AH : Au fond, l’intérêt de la biodiversité en ville se joue sur deux plans: l’un pour la biodiversité, l’autre pour le citadin. La nature ordinaire disparaît dans la ville aujourd’hui alors qu’elle était présente dans la ville d’hier. Il y avait des friches et des petites parcelles agricoles partout autour de Paris il y a quelques décennies. Aujourd’hui, nous sommes séparés des premiers « petits coins de nature» par les zones industrielles, les échangeurs routiers, les plaines agricoles stériles… Or, nous avons tous envie de pouvoir observer un oiseau, de le montrer à nos enfants autrement qu’à la télé et de se l’approprier: « c’est mon papillon», « c’est mon rouge-gorge» (celui que je vois tous les jours)… Le fait de pouvoir observer la nature depuis chez soi et dans les lieux familiers génère aussi des vocations: à terme, on aime et on protège ce qu’on connaît. Pour un petit citadin, c’est l’occasion de voir le vivant évoluer, les saisons se succéder.

CD : Ça c’est pour le citadin… Et pour la biodiversité?

AH : Le fait de travailler en ville permet de ne plus considérer le milieu urbain comme un milieu stérile mais de faire en sorte de recréer des trames, des continuités. Il y a souvent plus d’espèces indigènes en ville que dans une grande plaine d’agriculture intensive sans haie: il existe des déserts biologiques végétaux. À l’inverse, on a plus d’une centaine d’espèces d’oiseaux dans Paris intra-muros parce qu’il y a des vieux parcs, le Père-Lachaise, les Buttes-Chaumont, toute une biodiversité « urbaine» qui est présente aussi sur les bâtiments… Des études suisses ont permis d’inventorier trois cents espèces de coléoptères sur les toits végétalisés des immeubles. C’est là qu’on construit et c’est là qu’on vit, c’est là que se font les projets, donc prenons les moyens là où ils sont, et participons au maintien de la nature ordinaire avant qu’elle ne disparaisse. En une quarantaine d’années, j’ai pu assister à une dégradation, un appauvrissement et une banalisation de la biodiversité commune.
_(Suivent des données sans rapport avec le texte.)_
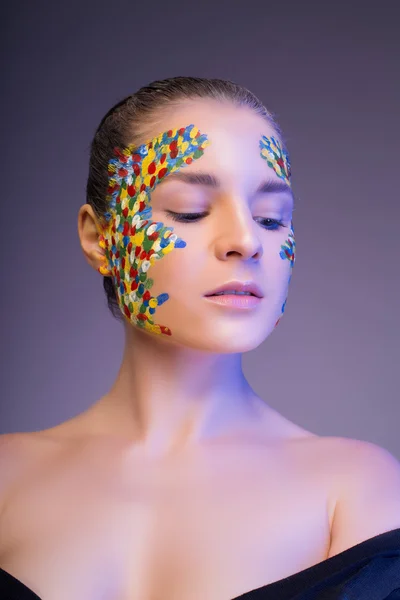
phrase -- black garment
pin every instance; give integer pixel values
(368, 571)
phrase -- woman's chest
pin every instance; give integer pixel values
(207, 532)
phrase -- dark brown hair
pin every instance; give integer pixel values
(125, 123)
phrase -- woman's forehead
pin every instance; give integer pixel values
(229, 128)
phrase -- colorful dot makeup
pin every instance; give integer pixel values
(131, 240)
(278, 159)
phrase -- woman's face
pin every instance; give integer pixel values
(163, 268)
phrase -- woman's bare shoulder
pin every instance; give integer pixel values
(20, 454)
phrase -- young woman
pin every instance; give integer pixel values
(180, 483)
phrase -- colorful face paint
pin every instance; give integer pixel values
(278, 159)
(131, 240)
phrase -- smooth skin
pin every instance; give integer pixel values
(180, 482)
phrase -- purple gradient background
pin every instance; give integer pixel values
(330, 74)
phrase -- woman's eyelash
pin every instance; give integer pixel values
(192, 217)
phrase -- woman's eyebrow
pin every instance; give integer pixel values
(270, 186)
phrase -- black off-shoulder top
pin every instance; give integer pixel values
(368, 571)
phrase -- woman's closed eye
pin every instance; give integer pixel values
(270, 224)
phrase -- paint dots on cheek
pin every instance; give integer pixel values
(133, 242)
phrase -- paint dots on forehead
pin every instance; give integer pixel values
(277, 158)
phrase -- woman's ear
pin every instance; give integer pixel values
(92, 240)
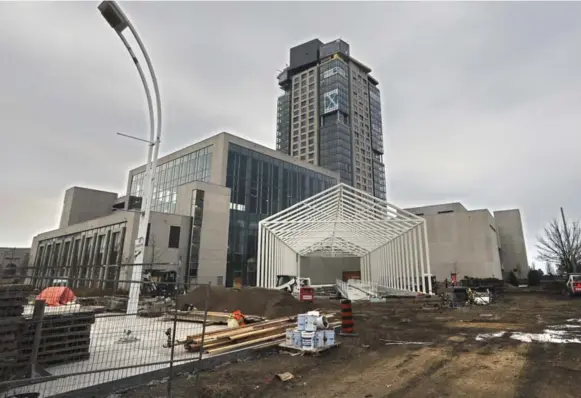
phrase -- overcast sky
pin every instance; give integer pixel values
(481, 101)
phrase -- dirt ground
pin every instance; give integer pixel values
(454, 364)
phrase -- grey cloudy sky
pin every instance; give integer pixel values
(481, 101)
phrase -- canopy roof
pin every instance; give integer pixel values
(340, 221)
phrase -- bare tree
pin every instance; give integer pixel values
(561, 245)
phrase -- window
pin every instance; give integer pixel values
(147, 234)
(174, 237)
(331, 101)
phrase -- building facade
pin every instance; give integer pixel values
(13, 263)
(208, 200)
(474, 243)
(97, 253)
(330, 114)
(228, 184)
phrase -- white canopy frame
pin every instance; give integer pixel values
(343, 221)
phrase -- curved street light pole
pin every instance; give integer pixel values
(119, 21)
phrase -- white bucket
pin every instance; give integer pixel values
(289, 337)
(308, 340)
(297, 341)
(311, 323)
(320, 339)
(301, 321)
(330, 337)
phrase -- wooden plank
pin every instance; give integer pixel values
(244, 344)
(257, 332)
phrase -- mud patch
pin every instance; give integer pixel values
(251, 301)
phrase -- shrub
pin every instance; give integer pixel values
(512, 279)
(534, 277)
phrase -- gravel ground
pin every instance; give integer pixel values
(453, 364)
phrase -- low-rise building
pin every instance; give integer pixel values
(13, 263)
(207, 203)
(474, 243)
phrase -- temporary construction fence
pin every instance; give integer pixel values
(59, 341)
(343, 221)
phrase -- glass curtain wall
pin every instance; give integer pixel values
(261, 186)
(194, 166)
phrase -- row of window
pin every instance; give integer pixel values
(75, 255)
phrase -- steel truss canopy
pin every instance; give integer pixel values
(343, 221)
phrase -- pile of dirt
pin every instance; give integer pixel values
(251, 301)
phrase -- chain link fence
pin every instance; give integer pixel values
(63, 336)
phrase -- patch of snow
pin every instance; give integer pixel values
(549, 336)
(565, 327)
(558, 334)
(488, 336)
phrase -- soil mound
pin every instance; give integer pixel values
(251, 301)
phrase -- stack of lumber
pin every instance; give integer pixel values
(213, 318)
(263, 334)
(65, 337)
(13, 298)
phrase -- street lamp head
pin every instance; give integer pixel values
(113, 15)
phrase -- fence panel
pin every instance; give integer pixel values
(61, 335)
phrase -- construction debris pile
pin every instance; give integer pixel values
(13, 298)
(155, 306)
(261, 302)
(211, 318)
(261, 334)
(65, 337)
(311, 333)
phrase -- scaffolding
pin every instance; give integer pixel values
(343, 221)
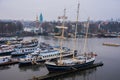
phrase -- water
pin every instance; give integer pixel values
(109, 55)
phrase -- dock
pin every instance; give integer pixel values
(52, 75)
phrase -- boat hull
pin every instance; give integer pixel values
(54, 68)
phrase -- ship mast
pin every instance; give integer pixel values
(77, 17)
(62, 35)
(86, 36)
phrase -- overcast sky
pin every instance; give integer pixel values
(51, 9)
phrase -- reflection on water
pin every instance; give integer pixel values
(110, 56)
(4, 67)
(78, 75)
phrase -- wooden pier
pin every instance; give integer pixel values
(52, 75)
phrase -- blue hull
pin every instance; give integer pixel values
(6, 53)
(54, 68)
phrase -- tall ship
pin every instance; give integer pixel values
(76, 62)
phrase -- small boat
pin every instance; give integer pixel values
(23, 51)
(41, 56)
(7, 60)
(6, 49)
(32, 43)
(111, 44)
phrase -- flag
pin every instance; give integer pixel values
(41, 18)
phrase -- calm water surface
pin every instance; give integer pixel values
(109, 55)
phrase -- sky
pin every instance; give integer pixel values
(51, 9)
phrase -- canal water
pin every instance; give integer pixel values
(109, 55)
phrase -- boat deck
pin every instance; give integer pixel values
(52, 75)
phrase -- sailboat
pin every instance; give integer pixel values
(74, 63)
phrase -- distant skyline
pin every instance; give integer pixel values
(51, 9)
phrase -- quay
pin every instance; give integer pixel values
(52, 75)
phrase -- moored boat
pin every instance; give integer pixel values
(111, 44)
(7, 60)
(6, 49)
(42, 56)
(73, 63)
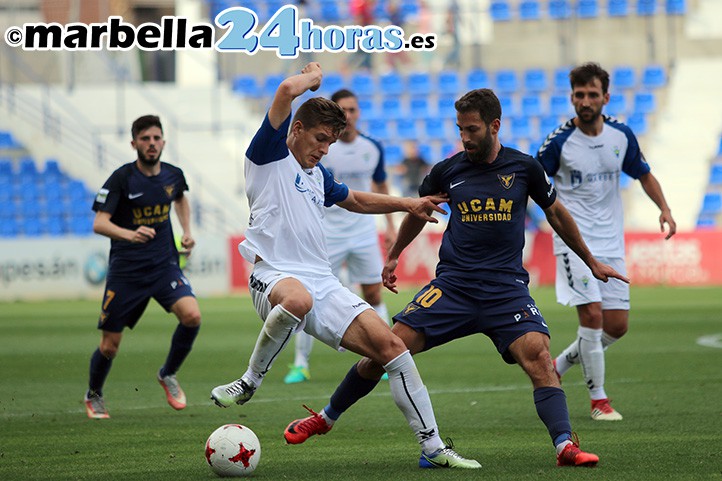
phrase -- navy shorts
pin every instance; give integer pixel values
(125, 299)
(449, 308)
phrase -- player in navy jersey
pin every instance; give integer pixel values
(481, 285)
(351, 239)
(292, 285)
(133, 209)
(586, 155)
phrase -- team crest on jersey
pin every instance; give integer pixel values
(300, 184)
(506, 180)
(410, 308)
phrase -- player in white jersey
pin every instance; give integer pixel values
(586, 156)
(292, 285)
(351, 238)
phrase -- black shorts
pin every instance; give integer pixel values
(125, 299)
(449, 308)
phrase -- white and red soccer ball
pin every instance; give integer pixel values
(233, 450)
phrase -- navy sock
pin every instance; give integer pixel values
(351, 389)
(99, 369)
(180, 346)
(551, 406)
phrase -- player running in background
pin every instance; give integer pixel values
(481, 285)
(133, 210)
(586, 156)
(292, 285)
(351, 239)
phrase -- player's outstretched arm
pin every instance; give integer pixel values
(651, 186)
(183, 212)
(563, 224)
(371, 203)
(292, 87)
(410, 228)
(104, 226)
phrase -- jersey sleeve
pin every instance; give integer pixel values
(634, 164)
(269, 144)
(548, 155)
(107, 198)
(541, 190)
(334, 191)
(379, 174)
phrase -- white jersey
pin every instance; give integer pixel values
(586, 174)
(287, 205)
(356, 164)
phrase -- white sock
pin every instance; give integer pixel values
(412, 398)
(304, 345)
(591, 357)
(382, 312)
(273, 338)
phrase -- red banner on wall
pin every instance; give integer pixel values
(693, 258)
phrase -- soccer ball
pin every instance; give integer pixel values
(233, 450)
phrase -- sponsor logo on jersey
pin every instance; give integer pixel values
(507, 180)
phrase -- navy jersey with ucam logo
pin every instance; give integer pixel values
(484, 238)
(586, 174)
(133, 199)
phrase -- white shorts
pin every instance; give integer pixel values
(575, 284)
(334, 306)
(363, 262)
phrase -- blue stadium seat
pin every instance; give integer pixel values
(617, 105)
(715, 175)
(587, 9)
(363, 84)
(9, 228)
(561, 79)
(548, 124)
(654, 77)
(529, 10)
(637, 121)
(507, 105)
(246, 85)
(419, 83)
(676, 7)
(445, 107)
(435, 128)
(623, 77)
(646, 8)
(617, 8)
(406, 129)
(333, 82)
(393, 154)
(560, 9)
(391, 108)
(645, 102)
(500, 11)
(477, 79)
(419, 107)
(31, 227)
(531, 105)
(560, 105)
(392, 84)
(506, 81)
(535, 80)
(712, 203)
(378, 129)
(521, 127)
(448, 82)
Cela est dû autant aux politiques publiques d’aménagement qu’aux comportements individuels. Par manque de culture, par manque d’intérêt… Aujourd’hui le regard a changé, on est passé de l’époque où l’on cherchait à se protéger de la nature à celle où l’on veut protéger la nature. Et il y a de nombreuses choses à faire: la question des échelles de temps et de résilience n’est pas celle de problèmes globaux comme le réchauffement climatique. Les petits gestes de chacun peuvent se traduire très rapidement par des résultats concrets… Dès le printemps prochain, les enfants de Boulogne verront des mésanges charbonnières nicher dans les murs de leur école.